Arista, le « meilleur »?…

A quelques kilomètres de là, Arista nous a également ouvert ses portes quelques heures auparavant. Le patron ici est une femme, Jayshree Ullal (également de souche indienne/hindoue), president & CEO, ex – co-fondatrice de feu Crescendo, champion des switchs dans les années 90, racheté par… Cisco -où elle néanmoins restée 15 ans.

Arista, explique-t-elle avec un débit soutenu, signifie en grec le meilleur. Cette start-up a été créée en octobre 2008 et compte déjà une centaine d’employés. Sa cible: le ‘cloud networking‘, les nouveaux environnements HPC (High performance computing) et le 10 GigabitsEthernet au sein des datacenters virtualisés, bien sûr.

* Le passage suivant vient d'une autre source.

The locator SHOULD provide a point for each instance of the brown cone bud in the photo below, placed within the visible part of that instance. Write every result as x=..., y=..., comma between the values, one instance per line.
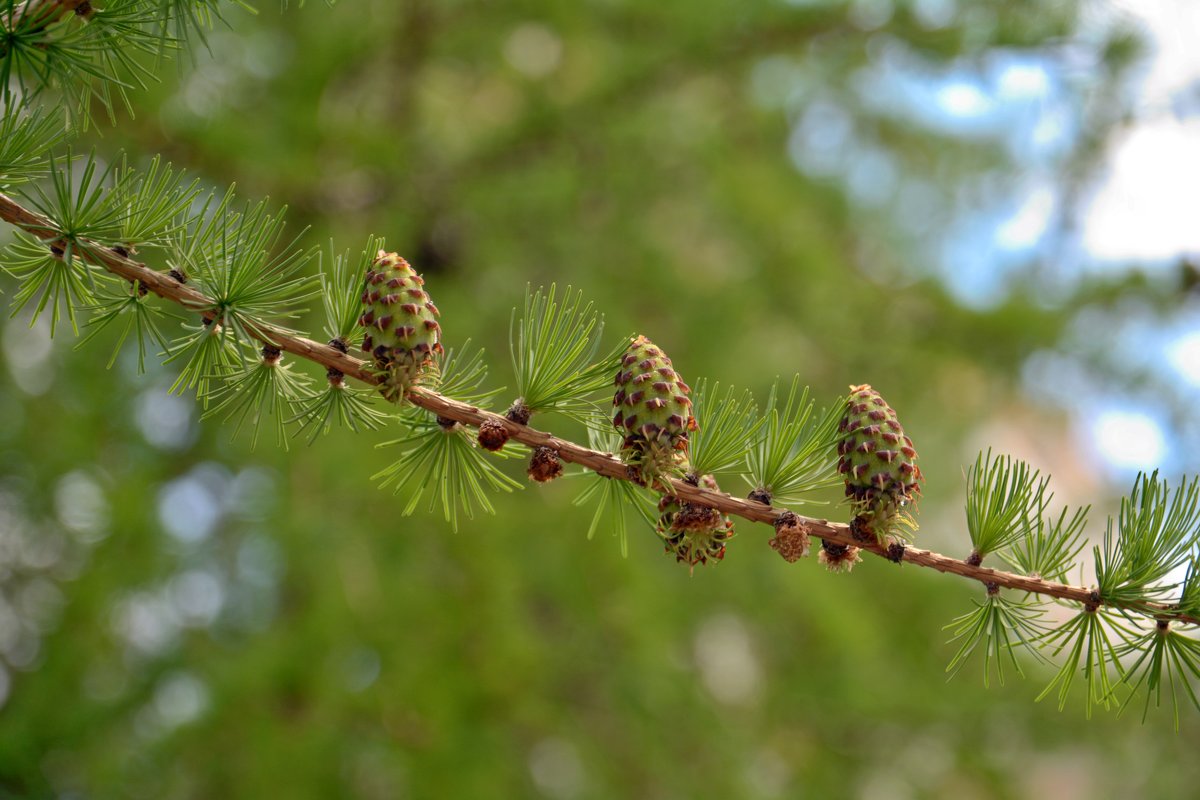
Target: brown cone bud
x=545, y=465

Après 4 ans de mise en route (y compris un changement de nom) et de développement, Arista a tout misé, là encore, sur un système d’exploitation‘EOS’ (Extensive OS) au même titre que Cisco (IOS et Nexus OS) ou Juniper (Junos).

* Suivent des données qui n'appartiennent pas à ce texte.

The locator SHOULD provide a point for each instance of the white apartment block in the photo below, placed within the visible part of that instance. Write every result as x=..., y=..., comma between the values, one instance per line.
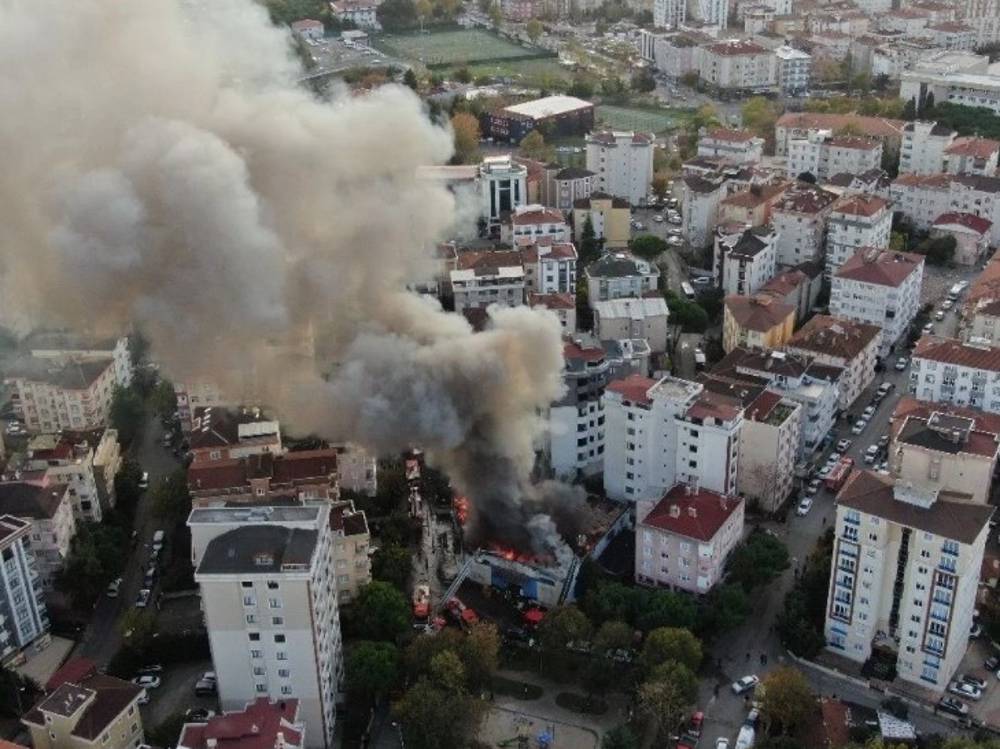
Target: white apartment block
x=619, y=275
x=737, y=66
x=793, y=69
x=841, y=343
x=662, y=432
x=800, y=218
x=646, y=318
x=622, y=162
x=769, y=448
x=684, y=539
x=856, y=221
x=23, y=616
x=52, y=395
x=924, y=144
x=748, y=260
x=270, y=601
x=47, y=507
x=823, y=155
x=946, y=370
x=576, y=421
x=905, y=572
x=735, y=146
x=881, y=288
x=923, y=199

Elle revendique déjà 340 clients à travers le monde, des « awards » là aussi dans la presse spécialisée ou les labos.

« Notre force c’est un ‘full software switch’, sous Linux, supportant tous types d’instances virtuelles« , explique-t-elle avec fougue, secondée par un vice-président, lui aussi de souche indienne/hindoue, Anshul Sadana.

Leur botte secrète? C’est, entre autres, une architecture autour d’une database système qui concentre toutes les « variables » utilisées pour le fonctionnement des switches: en vrac, cette base recense automatiquement (comme le ferait un compilateur, sans saisie manuelle pour éviter toute erreur) les commandes CLI, les données des protocoles SNMP, OSPF, STP, LAG, LED – le tout avec des « embeded services » de supervision management: VPX.

« Notre noyau Linux est très protégé« , affirment les deux dirigeants. Et leurs ambitions sont impressionnantes face à Cisco, BNT, HP Procurve..

( A suivre )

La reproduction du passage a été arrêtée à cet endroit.